Un rumore da “impazzire”
Può essere percepito come un sibilo, un ronzio e perfino come lo sferragliare di una sega elettrica: si tratta dell’acufene; uno dei disturbi acustici più comuni e invalidanti.
Il più delle volte non ha una origine organica o persiste anche dopo che le eventuali cause fisiologiche si sono risolte.
Fino adesso il processo che procura questo fastidioso sintomo era del tutto sconosciuto. Ora, però con la collaborazione di un paziente epilettico é stato possibile accertare che il problema risiede nel cervello e non nelle strutture dell’orecchio.
Il merito della scoperta va a William Sedley, ricercatore all’Universitá di Newcastle in Inghilterra e ai suoi colleghi. Questa equipe di medici ha approfittato di una rara opportunità: studiare l’attività cerebrale in un uomo con l’acufene che stava subendo un intervento chirurgico per l’epilessia.
Dal momento che il cervello non ha recettori del dolore, una volta anestetizzata lo scalpo, il paziente può restare vigile per tutto il corso dell’operazione.Per questa ragione, i chirurghi hanno potuto impiantate degli elettrodi nel cervello sia per identificare il punto d’origine dell’epilessia, sia per tracciare il percorso neurologico dell’acufene.
Per prima cosa, i medici hanno fatto sentire all’uomo 30 secondi di rumore bianco (un rumore che comprende tutte le frequenze sonore) che ha soppresso il suo acufene per circa 10 secondi. Al paziente é stato chiesto di valutare il suo acufene prima del rumore bianco e dopo averlo somministrato.

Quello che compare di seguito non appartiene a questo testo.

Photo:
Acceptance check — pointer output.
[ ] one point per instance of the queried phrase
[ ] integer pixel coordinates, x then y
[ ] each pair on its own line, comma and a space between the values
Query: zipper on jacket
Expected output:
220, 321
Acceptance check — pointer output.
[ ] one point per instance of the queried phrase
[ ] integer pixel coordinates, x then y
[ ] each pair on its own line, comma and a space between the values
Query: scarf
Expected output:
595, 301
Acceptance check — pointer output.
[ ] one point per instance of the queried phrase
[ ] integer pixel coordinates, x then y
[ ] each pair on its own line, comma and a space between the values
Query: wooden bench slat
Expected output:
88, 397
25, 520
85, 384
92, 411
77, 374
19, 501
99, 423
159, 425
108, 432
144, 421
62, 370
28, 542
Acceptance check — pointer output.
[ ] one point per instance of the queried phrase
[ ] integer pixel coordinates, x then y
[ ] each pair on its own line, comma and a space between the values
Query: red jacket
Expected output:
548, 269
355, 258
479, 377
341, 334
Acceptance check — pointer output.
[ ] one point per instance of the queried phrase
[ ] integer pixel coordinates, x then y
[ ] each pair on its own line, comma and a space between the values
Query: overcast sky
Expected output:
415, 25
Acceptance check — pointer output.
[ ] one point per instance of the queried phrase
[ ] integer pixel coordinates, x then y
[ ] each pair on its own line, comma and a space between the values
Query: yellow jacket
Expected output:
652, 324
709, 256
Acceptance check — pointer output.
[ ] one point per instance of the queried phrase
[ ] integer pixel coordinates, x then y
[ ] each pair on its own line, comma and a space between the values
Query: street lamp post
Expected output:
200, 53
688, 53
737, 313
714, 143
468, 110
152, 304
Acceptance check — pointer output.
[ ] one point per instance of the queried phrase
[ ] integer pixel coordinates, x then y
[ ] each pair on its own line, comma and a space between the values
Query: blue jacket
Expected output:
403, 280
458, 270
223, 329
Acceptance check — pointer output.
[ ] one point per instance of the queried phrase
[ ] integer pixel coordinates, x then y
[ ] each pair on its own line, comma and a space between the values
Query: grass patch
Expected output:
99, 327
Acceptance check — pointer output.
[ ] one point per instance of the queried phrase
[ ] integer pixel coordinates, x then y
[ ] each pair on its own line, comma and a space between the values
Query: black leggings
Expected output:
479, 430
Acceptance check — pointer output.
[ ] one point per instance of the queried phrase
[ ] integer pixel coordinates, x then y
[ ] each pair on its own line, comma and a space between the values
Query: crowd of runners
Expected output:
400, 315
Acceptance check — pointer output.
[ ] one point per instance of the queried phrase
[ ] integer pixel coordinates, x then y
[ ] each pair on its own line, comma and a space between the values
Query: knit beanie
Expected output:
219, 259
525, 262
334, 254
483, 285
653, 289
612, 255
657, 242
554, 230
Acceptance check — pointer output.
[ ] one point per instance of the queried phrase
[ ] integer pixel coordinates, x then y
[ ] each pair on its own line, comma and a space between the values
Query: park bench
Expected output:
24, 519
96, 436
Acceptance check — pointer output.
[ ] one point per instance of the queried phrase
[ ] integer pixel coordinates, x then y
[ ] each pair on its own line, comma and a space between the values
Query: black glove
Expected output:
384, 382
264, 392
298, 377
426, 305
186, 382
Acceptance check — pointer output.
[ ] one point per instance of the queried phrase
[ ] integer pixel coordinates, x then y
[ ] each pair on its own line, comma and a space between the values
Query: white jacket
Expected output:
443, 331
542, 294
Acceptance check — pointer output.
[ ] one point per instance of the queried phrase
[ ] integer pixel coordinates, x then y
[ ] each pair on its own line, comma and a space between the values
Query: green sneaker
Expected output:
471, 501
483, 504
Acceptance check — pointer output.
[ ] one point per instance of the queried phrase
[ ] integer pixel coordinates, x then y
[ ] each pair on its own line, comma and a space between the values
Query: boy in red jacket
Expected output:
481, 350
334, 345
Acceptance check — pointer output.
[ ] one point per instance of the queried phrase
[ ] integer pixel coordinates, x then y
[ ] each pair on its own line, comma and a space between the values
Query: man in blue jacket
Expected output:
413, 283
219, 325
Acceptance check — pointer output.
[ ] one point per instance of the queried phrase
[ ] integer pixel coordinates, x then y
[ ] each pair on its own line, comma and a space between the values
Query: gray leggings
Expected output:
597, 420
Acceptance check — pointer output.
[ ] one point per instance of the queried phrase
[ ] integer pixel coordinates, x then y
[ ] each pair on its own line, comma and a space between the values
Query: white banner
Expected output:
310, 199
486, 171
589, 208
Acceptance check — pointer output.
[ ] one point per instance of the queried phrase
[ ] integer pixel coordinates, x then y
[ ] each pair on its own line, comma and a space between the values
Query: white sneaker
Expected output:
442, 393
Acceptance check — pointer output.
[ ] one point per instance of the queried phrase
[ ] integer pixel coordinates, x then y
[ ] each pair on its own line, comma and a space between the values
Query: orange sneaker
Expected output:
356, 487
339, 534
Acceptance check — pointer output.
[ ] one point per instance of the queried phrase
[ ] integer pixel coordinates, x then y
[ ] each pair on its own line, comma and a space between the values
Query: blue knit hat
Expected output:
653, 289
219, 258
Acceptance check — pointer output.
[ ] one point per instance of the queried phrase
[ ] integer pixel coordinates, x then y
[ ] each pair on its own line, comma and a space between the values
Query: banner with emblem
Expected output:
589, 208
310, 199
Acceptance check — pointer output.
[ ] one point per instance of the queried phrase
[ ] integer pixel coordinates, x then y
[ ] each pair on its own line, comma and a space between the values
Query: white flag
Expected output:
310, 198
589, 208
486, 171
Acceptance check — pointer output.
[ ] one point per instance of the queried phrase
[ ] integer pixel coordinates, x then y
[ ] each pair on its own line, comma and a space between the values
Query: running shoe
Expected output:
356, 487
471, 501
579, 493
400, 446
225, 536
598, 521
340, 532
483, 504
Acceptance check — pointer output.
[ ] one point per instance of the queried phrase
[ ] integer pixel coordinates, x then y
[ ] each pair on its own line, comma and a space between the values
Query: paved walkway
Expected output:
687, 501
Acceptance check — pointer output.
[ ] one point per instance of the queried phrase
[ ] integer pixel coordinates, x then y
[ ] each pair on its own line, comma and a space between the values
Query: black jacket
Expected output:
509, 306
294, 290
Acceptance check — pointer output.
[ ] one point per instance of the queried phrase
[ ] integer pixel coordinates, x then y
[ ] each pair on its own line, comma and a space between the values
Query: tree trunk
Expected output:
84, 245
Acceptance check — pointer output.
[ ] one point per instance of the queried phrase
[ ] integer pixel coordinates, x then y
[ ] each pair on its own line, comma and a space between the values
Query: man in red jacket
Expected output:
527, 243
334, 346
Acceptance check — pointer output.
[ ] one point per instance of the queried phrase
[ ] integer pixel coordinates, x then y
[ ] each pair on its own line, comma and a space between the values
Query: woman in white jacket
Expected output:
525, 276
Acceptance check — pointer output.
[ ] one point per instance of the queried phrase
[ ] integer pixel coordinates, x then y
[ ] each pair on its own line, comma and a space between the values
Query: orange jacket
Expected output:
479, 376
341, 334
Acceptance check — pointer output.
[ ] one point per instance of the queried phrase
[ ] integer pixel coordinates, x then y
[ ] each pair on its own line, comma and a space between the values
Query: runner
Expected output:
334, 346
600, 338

Esaminando le registrazioni degli elettrodi, la squadra di Sedley ha scoperto che l’attività cerebrale rilevata durante la percezione dell’ acufene era molto più diffusa di quanto si pensasse. Così, si é appurata un’attività superiore al normale nella corteccia uditiva primaria – un’area del cervello coinvolta in prima battuta nell’elaborazione del suono.
Questo poteva essere previsto: quello che i ricercatori non sospettavano è che fossero coinvolte tutte le regioni implicate nella reazione ai rumori, come le strutture che controllano l’attenzione, la memoria e le emozioni.
In sostanza, questo comporta che si creasse uno stato di “allarme” generalizzato che amplificava la sensazione del rumore fino a renderlo insopportabile; cosa che non sarebbe successa altrimenti; anzi, probabilmente non sarebbe nemmeno stato colto dalla coscienza.
“É come quando attraversi in vicolo buio e ti accorgi di ogni piccolo rumore che normalmente passa inosservato“, commenta Sedley”.
In definitiva, questa é la prima dimostrazione sperimentale che l’acufene é soprattutto una questione emotiva.